Total force brings air power to Saber Strike

by Kristal Gault
U.S. Air Forces in Europe and Air Forces Africa
Photo by Senior Airman Jonathan StefankoA U.S. Air National Guard captain from the 148th Fighter Wing taxis out in an F-16 Falcon at Amari Air Base, Estonia, June 13 in support of various exercises being conducted in the Baltic region, including Saber Strike and Baltic operations.
Photo by Senior Airman Jonathan Stefanko
A U.S. Air National Guard captain from the 148th Fighter Wing taxis out in an F-16 Falcon at Amari Air Base, Estonia, June 13 in support of various exercises being conducted in the Baltic region, including Saber Strike and Baltic operations.

RIGA, Latvia — Saber Strike 2014 concluded June 20 with a closing ceremony at the Adazi Training Area here.

This year’s U.S. Army Europe-led, multinational military exercise ran from June 9 to 20 across multiple locations within the Baltic States and comprised approximately 4,700 service members from 10 partner countries.

The Saber Strike exercise program is an ongoing training effort that facilitates cooperation between the U.S., Estonia, Latvia and Lithuania to improve combined operations capability in a variety of missions and prepare participating nations for possible future operations.

Saber Strike 2014 also involved participation from Canada, Denmark, Finland, Norway, Poland and the United Kingdom. Though led by ground forces, this year’s exercise incorporated a significant contribution from U.S. Air Forces in Europe and the U.S. Air National Guard.

“It’s really not just support,” said Brig. Gen. Mark L. Loeben, director of analysis and assessments and senior reserve component adviser to the commander at Headquarters, U.S. European Command. “It is a joint exercise where we exercise the joint force. That’s really not only key to success in the real world, but is also a big part of our training objectives at European Command to exercise the joint force to the maximum extent possible.

“This exercise provides the opportunity for the U.S. Army and Air Force to work together,” Loeben continued. “We also work as a combined force so that if we ever had to take military action as a team, we would be ready.”

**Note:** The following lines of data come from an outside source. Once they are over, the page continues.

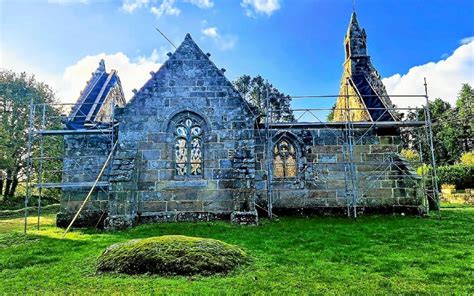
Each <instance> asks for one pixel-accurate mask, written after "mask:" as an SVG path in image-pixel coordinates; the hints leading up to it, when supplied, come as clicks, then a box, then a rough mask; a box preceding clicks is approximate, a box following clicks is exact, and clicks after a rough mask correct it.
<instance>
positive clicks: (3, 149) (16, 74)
mask: <svg viewBox="0 0 474 296" xmlns="http://www.w3.org/2000/svg"><path fill="white" fill-rule="evenodd" d="M31 102H33V104H45V105H44V106H45V107H44V113H45V117H46V118H48V119H49V118H53V120H48V121H47V122H46V123H45V126H44V128H59V127H60V119H59V110H57V109H55V108H54V107H53V105H52V104H53V103H54V102H55V97H54V93H53V91H52V90H51V88H50V87H49V86H48V85H46V84H44V83H42V82H38V81H36V79H35V77H34V76H33V75H28V74H26V73H21V74H17V73H14V72H12V71H7V70H2V71H0V172H2V174H3V175H4V178H5V181H2V185H1V190H2V191H1V192H0V194H3V195H4V196H5V197H12V196H14V194H15V191H16V189H17V186H18V183H19V182H20V180H22V179H24V177H25V174H26V169H27V159H28V157H27V147H28V131H29V126H30V121H29V115H30V112H31V108H30V105H31ZM38 106H39V105H38ZM42 108H43V107H42V105H41V107H38V109H39V110H37V111H39V112H35V113H34V117H33V121H32V127H33V129H40V128H42V127H41V122H42V120H41V118H42V116H43V112H42V111H43V110H42ZM60 140H61V139H53V140H52V139H45V140H44V142H45V143H44V144H45V146H44V150H45V151H49V152H51V151H58V149H60V146H61V142H62V141H60ZM34 144H35V145H33V146H32V150H31V152H32V156H38V154H39V148H38V145H37V144H38V143H34ZM59 165H60V164H59V163H58V162H54V161H52V162H49V163H47V166H50V167H51V166H53V167H57V166H59ZM33 173H37V172H36V171H33ZM56 175H58V174H57V173H56ZM59 175H60V174H59ZM0 177H1V176H0ZM33 177H35V175H33ZM36 177H37V176H36Z"/></svg>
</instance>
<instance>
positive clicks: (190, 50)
mask: <svg viewBox="0 0 474 296" xmlns="http://www.w3.org/2000/svg"><path fill="white" fill-rule="evenodd" d="M223 72H224V71H223V70H219V69H218V68H217V67H216V66H215V65H214V64H213V63H212V62H211V61H210V60H209V57H208V56H207V55H206V54H204V53H203V52H202V51H201V50H200V49H199V48H198V47H197V45H196V44H195V43H194V41H192V39H191V37H190V36H189V35H188V36H186V39H185V41H184V42H183V43H182V45H181V46H180V47H179V48H178V49H177V50H176V52H175V53H174V54H173V55H172V56H171V57H170V59H169V60H168V61H167V62H166V63H165V64H164V65H163V66H162V67H161V69H160V70H159V71H158V72H157V73H152V78H151V79H150V80H149V81H148V82H147V83H146V84H145V86H144V87H143V88H142V89H140V91H139V92H138V93H137V94H136V95H135V96H134V98H133V99H132V101H131V102H129V103H128V104H127V106H125V108H123V109H121V110H118V112H117V115H116V118H117V119H118V120H119V122H120V130H119V137H118V141H119V146H118V147H119V148H118V152H117V155H116V157H115V160H114V164H113V173H112V178H111V182H112V192H111V208H110V215H109V219H108V221H107V223H108V224H109V225H110V228H121V227H125V226H127V224H133V223H135V222H137V221H180V220H184V221H186V220H208V219H214V218H219V217H229V216H230V214H231V213H232V212H233V211H239V210H247V211H252V210H254V208H253V199H254V183H253V182H254V173H255V170H254V163H255V158H254V151H253V146H254V138H253V124H254V116H253V114H252V113H251V111H250V108H249V107H248V105H247V104H246V102H245V101H244V100H243V99H242V98H241V97H240V95H239V94H238V93H237V92H236V91H235V90H234V88H233V86H232V84H231V83H230V82H229V81H228V80H227V79H226V78H225V76H224V75H223ZM187 118H189V119H190V120H192V121H193V122H195V123H196V124H197V123H198V124H199V127H200V128H201V129H202V133H201V135H200V138H201V140H202V142H201V143H202V147H201V153H202V160H203V161H202V173H201V174H199V176H192V175H188V176H181V175H179V174H178V173H177V169H176V164H175V161H176V156H175V153H176V151H175V149H176V147H175V145H176V132H177V131H176V127H177V125H178V124H179V122H181V121H182V120H186V119H187ZM193 124H194V123H193ZM121 167H125V168H124V169H121Z"/></svg>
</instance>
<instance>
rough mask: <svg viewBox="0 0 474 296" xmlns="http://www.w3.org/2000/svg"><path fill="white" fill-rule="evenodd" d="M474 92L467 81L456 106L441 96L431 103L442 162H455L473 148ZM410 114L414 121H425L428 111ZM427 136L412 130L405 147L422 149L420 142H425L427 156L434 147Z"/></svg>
mask: <svg viewBox="0 0 474 296" xmlns="http://www.w3.org/2000/svg"><path fill="white" fill-rule="evenodd" d="M473 93H474V92H473V89H472V88H471V87H470V86H469V84H463V86H462V89H461V91H460V92H459V96H458V99H457V101H456V107H455V108H452V107H451V105H450V104H449V103H447V102H445V101H443V100H442V99H440V98H437V99H435V100H434V101H433V102H430V103H429V105H428V109H429V111H430V114H431V121H432V130H433V144H434V154H435V159H436V162H437V163H438V164H439V165H449V164H454V163H455V162H456V161H457V160H458V159H459V158H460V157H461V155H462V154H463V153H465V152H469V151H471V150H472V149H473V126H474V123H473V122H474V120H473V116H472V115H473V113H474V112H473V104H472V102H473V97H474V96H473ZM407 117H408V119H410V120H419V121H423V120H425V113H424V110H417V111H410V112H408V114H407ZM425 138H426V136H425V135H423V134H422V133H421V134H413V133H410V134H408V135H406V136H404V137H403V142H404V145H405V147H407V148H414V149H418V147H417V145H418V144H417V143H421V145H422V147H421V148H422V152H423V155H430V153H431V151H430V146H429V143H428V142H427V141H426V140H425ZM415 146H416V147H415ZM427 160H428V159H425V161H427Z"/></svg>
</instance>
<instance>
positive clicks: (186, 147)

During real-world contingencies, the U.S. military services work together in a joint environment to accomplish its missions. Joint exercises, like Saber Strike 2014, provide vital opportunities for U.S. forces to work together and include integrated, total force training with U.S. National Guard units as well as partner nations’ militaries to ensure the national armed forces are interoperable and prepared to maintain regional security and stability.

U.S. Air Force participation in Saber Strike 2014 was nearly doubled from previous years as the exercise increases its joint capabilities. This year, there were over 250 U.S. Air Force active-duty and guard Airmen at three exercise sites in Estonia and Latvia.

The Washington ANG was represented by joint tactical air controllers at the Adazi Training Area, Latvia, working with their partner Latvian JTACS. The 148th Fighter Wing from the Minnesota ANG had eight F-16 Fighting Falcons bed down at Amari Air Base, Estonia, that provided close-air support to ground forces in Adazi. The 127th Wing, Michigan ANG, and the 171st Air Refueling Wing, Pennsylvania ANG, supported the fighters with KC-135 Stratotanker aerial-refueling aircraft.

U.S. Air Forces in Europe provided Airmen form the 435th Contingency Response Group for aerial port capabilities and aircraft maintenance at Amari AB. Additionally, three C-130J Super Hercules aircraft made a historical landing at Lielvarde Air Base, Latvia, as the first U.S. Air Force aircraft to ever land at the former Soviet base. The aircraft brought equipment and approximately 100 Airmen from the 435th CRG to participate in bilateral base-opening training, as well as support the ground forces of the exercise with cargo drops at the Adazi Training Area.

Planning for Saber Strike 2014 officially started about a year ago, but efforts to get the aircraft and forces on the ground at Lielvarde AB began nearly two years ago.

“The idea to bring U.S. aircraft to Lielvarde sparked during a conversation in July 2012,” said Lt. Col Andrew Roberts, bilateral affairs office, U.S. Embassy, Latvia. “The U.S. Air Force needs locations like this to be able to exercise the full spectrum of opening a base, and the Latvian military gets an opportunity to train and practice on what it takes to receive these types of aircraft. It’s a mutually beneficial exercise, and it’s great to see it come to fruition.”

Saber Strike 2014 allowed the U.S., the Baltics and other partner nations to integrate capabilities and interoperability to help sustain our alliance and partnerships.

The integration of air power ensures we are ready to promote the security and stability of the region as a joint force.